What Is a Haploidentical Stem Cell Transplant?

A haploidentical stem cell transplant is a medical procedure that replaces unhealthy blood-forming cells with healthy ones from a donor. This type of transplant is considered a “half-match” because the donor’s human leukocyte antigens (HLA) are only about 50% compatible with the patient’s. Typically, a close family member such as a parent, child, or sibling serves as the donor. This broadens the possibilities for patients who might not otherwise find a fully matched donor.

Why Haploidentical Transplants Are Used

Haploidentical transplants help overcome the challenge of finding a fully matched donor, which can be particularly difficult for patients from diverse ethnic backgrounds. Only a fraction of patients, sometimes as low as 10% for Black patients or less than 5% for Asian patients, find a match through traditional donor registries. In contrast, nearly everyone has at least one haploidentical donor available within their immediate family, making this a widely accessible option. This immediate availability allows the transplant process to begin more quickly, beneficial for patients with aggressive diseases requiring urgent treatment.

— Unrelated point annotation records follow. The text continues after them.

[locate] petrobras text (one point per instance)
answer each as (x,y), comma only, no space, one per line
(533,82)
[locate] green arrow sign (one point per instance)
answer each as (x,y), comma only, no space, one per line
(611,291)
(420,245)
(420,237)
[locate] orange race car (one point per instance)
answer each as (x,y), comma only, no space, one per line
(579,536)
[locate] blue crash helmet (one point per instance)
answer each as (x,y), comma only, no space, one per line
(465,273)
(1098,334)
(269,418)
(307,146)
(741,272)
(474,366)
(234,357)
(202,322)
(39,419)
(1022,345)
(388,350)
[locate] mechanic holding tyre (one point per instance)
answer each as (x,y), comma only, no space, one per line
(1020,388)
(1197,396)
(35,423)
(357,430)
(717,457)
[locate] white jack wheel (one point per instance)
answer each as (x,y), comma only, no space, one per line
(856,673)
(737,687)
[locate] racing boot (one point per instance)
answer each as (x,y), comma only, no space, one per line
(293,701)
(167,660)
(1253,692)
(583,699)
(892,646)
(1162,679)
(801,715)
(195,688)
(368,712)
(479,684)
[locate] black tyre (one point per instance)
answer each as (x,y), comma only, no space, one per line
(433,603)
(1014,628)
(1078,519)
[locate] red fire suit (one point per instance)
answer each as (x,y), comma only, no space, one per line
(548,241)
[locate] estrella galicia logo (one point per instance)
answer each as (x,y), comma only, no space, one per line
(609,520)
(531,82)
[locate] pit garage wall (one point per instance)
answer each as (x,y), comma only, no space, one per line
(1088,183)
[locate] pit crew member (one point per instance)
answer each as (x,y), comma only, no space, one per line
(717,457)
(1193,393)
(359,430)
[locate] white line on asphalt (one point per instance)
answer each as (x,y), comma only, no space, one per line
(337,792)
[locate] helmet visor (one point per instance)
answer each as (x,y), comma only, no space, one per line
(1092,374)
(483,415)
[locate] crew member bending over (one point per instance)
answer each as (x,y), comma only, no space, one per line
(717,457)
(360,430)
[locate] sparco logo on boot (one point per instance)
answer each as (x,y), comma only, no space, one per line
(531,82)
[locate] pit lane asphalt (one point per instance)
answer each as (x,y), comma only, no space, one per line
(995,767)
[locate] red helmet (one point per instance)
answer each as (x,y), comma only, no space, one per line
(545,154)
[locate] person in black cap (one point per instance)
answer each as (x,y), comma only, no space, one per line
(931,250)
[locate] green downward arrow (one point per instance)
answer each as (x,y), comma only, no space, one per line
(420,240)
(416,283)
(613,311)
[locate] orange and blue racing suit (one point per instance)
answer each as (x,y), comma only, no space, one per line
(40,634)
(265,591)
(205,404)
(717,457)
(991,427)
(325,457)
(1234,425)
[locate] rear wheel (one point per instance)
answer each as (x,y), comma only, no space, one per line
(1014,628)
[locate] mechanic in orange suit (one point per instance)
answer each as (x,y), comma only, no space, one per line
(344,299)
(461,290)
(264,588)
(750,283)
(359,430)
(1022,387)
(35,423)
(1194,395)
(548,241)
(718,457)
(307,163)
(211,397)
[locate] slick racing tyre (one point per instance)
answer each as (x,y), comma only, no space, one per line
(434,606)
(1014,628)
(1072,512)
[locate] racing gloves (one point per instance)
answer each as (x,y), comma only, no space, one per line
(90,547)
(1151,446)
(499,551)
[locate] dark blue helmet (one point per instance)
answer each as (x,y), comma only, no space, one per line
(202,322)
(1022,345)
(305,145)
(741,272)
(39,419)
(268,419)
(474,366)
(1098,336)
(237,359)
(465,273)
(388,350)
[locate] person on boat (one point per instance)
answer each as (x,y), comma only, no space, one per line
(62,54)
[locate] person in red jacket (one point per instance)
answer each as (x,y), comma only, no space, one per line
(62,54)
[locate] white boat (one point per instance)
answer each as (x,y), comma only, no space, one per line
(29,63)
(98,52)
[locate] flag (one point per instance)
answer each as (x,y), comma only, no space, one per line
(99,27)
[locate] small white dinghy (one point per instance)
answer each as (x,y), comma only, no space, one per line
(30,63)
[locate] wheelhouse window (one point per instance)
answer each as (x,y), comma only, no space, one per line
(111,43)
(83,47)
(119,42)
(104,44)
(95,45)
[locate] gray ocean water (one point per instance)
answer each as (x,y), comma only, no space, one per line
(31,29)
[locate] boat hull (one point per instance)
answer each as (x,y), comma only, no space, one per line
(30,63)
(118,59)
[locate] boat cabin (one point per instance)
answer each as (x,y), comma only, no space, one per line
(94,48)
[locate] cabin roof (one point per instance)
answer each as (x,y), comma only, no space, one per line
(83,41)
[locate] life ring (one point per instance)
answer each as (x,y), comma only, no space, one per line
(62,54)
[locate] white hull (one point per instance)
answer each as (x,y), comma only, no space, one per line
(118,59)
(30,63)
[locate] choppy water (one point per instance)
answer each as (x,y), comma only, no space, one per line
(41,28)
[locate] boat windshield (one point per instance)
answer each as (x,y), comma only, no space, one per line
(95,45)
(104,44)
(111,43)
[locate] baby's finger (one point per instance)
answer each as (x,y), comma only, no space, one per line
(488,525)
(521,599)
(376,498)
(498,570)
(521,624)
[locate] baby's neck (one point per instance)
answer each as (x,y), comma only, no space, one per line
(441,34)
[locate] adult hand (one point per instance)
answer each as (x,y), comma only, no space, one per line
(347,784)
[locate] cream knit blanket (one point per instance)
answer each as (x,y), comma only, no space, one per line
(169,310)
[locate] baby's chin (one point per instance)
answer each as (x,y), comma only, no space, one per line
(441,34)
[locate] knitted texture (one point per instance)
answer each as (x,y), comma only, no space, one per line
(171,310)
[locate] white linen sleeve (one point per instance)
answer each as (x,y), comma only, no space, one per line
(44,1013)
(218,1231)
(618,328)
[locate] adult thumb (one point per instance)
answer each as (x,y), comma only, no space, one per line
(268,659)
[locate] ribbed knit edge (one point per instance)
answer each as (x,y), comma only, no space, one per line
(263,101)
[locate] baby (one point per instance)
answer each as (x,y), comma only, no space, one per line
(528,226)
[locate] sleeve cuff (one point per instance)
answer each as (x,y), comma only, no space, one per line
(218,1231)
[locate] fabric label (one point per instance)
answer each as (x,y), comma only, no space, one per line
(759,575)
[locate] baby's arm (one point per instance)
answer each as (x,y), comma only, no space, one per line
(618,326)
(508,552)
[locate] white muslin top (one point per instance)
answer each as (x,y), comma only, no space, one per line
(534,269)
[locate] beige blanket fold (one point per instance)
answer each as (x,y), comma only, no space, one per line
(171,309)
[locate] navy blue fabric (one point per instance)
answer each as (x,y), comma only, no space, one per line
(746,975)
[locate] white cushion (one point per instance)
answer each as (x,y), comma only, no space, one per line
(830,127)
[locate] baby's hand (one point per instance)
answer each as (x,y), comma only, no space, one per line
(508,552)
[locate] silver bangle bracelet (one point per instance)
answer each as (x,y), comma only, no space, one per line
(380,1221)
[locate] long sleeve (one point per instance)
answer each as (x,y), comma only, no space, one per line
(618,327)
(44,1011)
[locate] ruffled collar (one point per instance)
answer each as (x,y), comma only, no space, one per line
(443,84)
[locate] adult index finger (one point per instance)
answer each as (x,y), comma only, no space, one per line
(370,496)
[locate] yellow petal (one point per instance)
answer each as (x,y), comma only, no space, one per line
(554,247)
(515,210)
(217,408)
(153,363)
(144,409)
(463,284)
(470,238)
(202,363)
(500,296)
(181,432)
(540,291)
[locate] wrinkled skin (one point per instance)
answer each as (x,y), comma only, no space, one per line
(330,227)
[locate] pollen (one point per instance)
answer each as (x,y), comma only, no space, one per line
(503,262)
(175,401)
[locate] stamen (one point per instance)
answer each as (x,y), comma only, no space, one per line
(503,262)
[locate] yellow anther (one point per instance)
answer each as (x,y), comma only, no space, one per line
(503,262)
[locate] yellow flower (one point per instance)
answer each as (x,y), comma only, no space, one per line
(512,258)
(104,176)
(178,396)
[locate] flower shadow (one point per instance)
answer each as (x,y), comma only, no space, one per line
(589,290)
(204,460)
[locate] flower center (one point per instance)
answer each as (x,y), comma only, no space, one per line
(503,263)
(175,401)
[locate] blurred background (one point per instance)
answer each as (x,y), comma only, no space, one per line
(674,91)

This transplant is considered for various conditions, primarily certain blood cancers and disorders. These include leukemias, lymphomas, myelodysplastic syndromes, and bone marrow failure syndromes like aplastic anemia and sickle cell disease. While historically associated with higher risks, advancements in transplant techniques and post-transplant care have significantly improved outcomes. Proceeding with a transplant without a long search for a fully matched donor can be life-saving for many individuals.

The Transplant Process

The haploidentical stem cell transplant process begins with a conditioning regimen for the patient. This phase involves high-dose chemotherapy, and sometimes radiation therapy, to eliminate diseased cells and suppress the patient’s immune system. This prepares the bone marrow for new donor cells to engraft and prevents rejection. Conditioning can lead to side effects such as fatigue, hair loss, nausea, and mouth sores, which are managed by the medical team.

Following conditioning, the patient receives an infusion of healthy stem cells from the haploidentical donor. This infusion is similar to a blood transfusion, administered through a central venous catheter. The patient remains awake and typically experiences no discomfort. The stem cells travel to the bone marrow, where they begin to grow and produce new blood cells, a process called engraftment. Engraftment typically takes two to six weeks, with the patient monitored in the hospital.

Stem cells for transplantation can be collected from the donor in a few ways: bone marrow, peripheral blood, or umbilical cord blood. Peripheral blood stem cell collection, known as apheresis, is a common method where the donor receives injections of granulocyte colony-stimulating factor (G-CSF) for several days to move stem cells from the bone marrow into the bloodstream. The blood is then passed through a machine that separates the stem cells, and the rest of the blood is returned to the donor. If bone marrow is chosen, it is collected from the donor’s hip bones under general anesthesia. Umbilical cord blood, collected at birth, is another source, though it typically contains fewer stem cells and may lead to slower recovery.

Managing Risks and Recovery

Haploidentical transplants carry specific risks that require careful management. A primary concern is graft-versus-host disease (GVHD), where the donor’s immune cells recognize the patient’s tissues as foreign and attack them. This risk is higher due to the partial HLA mismatch. To mitigate GVHD, post-transplant cyclophosphamide (PTCy) is commonly used. PTCy selectively depletes donor T-cells responsible for GVHD while allowing beneficial immune cells to survive and promote engraftment.

Infections are another significant risk, particularly when the patient’s immune system is severely suppressed after transplant. Patients are susceptible to bacterial, viral, and fungal infections. Common viral reactivations include cytomegalovirus (CMV) and BK virus, which can cause hemorrhagic cystitis. Prophylactic medications, rigorous monitoring, and prompt treatment are used to prevent and manage these infections. Immune recovery is a gradual process, with neutrophils and phagocytes recovering within about one month, T cells in six to twelve months, and B cells taking twelve to twenty-four months.

The recovery period after a haploidentical transplant is extensive, often involving an initial hospital stay of around 40 days, followed by recuperation at home. Patients require ongoing post-transplant care, including immunosuppressive medications to prevent GVHD, regular monitoring of blood counts and organ function, and lifestyle adjustments to minimize infection risk. Long-term follow-up with the transplant team manages potential late complications, such as chronic GVHD, and monitors for disease relapse. While the long-term anti-cancer effect is still being studied, current outcomes are comparable to those of fully matched transplants.